REGISTER VIEWPOINT: Griffith's dollars don't make sense

The county privatized legal services for certain public agencies when former assistant Erie County prosecutor Terry Griffith retired in December 2006. It was a plan, officials said, to save taxpayer money while at the same time retaining an experienced attorney.
Commentary
May 5, 2010

The county privatized legal services for certain public agencies when former assistant Erie County prosecutor Terry Griffith retired in December 2006. It was a plan, officials said, to save taxpayer money while at the same time retaining an experienced attorney.

But the "save taxpayer dollars" argument to justify the change doesn't hold much water, given that the arrangement actually cost taxpayers tens of thousands more in expenditures.

Griffith has the potential to bill more than $500,000 in fees for the period 2007 through the end of this year under the private contracts she has with the county Health department, the disabilities board, the county engineer's office and the city of Huron and Huron Township.

Erie County Health Department director Pete Schade and former county disabilities board director Jerry Plassenthal both signed contracts for Griffith's services. Griffith served as legal counsel to both agencies while she was an assistant prosecutor. Schade said it was important to retain the services of an experienced attorney.
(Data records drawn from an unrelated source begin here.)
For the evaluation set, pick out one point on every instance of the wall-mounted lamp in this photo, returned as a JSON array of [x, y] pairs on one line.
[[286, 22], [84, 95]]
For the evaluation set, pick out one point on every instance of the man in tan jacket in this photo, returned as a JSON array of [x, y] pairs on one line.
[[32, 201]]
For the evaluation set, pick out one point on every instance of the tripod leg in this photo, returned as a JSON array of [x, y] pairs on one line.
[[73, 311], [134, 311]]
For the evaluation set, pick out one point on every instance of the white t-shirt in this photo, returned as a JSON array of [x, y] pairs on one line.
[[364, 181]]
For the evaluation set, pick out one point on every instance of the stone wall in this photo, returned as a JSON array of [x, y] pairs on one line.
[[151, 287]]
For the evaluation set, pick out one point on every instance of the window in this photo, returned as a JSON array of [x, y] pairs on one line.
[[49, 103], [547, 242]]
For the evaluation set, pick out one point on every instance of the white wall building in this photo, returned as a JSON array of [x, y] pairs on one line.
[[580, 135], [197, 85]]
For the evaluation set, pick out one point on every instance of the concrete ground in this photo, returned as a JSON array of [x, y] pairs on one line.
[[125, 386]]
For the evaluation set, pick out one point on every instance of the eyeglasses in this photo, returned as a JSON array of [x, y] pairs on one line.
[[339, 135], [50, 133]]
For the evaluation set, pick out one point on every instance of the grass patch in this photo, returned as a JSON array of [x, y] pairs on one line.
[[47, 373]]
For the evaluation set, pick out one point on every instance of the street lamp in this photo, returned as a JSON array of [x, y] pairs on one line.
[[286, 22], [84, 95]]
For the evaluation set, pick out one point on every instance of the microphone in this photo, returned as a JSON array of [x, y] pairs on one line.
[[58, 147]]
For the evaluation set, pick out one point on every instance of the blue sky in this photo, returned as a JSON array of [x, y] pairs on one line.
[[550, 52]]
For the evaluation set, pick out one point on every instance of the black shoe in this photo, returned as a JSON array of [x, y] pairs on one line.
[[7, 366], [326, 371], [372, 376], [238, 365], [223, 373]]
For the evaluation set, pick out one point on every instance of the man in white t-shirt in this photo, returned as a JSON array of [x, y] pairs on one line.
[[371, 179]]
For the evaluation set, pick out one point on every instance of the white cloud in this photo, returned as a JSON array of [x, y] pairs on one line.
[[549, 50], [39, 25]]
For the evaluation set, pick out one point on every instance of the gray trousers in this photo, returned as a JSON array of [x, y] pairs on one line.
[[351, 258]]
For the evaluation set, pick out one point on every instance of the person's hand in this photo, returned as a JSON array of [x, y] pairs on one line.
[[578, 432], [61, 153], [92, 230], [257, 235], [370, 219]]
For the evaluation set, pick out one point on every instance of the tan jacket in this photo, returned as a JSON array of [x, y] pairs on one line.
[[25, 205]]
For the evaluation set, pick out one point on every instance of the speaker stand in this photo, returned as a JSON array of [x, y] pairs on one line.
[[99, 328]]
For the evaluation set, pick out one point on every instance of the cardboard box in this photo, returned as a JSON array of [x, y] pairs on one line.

But excuse us for questioning whether these two relatively small agencies are being operated efficiently if their leaders see a need to have an attorney on retainer. Both agencies have access to legal counsel from the county prosecutor's office at no charge, and there are other avenues to obtain expert legal services through professional associations. It is certainly not clear that these expenditures can be justified given those other, less expensive alternatives.

It also is not clear exactly what the rationale was behind this move, but it's obvious, we believe, that the arrangement represents bad public policy and should be reversed when the contracts expire later this year. Otherwise, officials have added one big expense item for years to come in the burden column for taxpayers.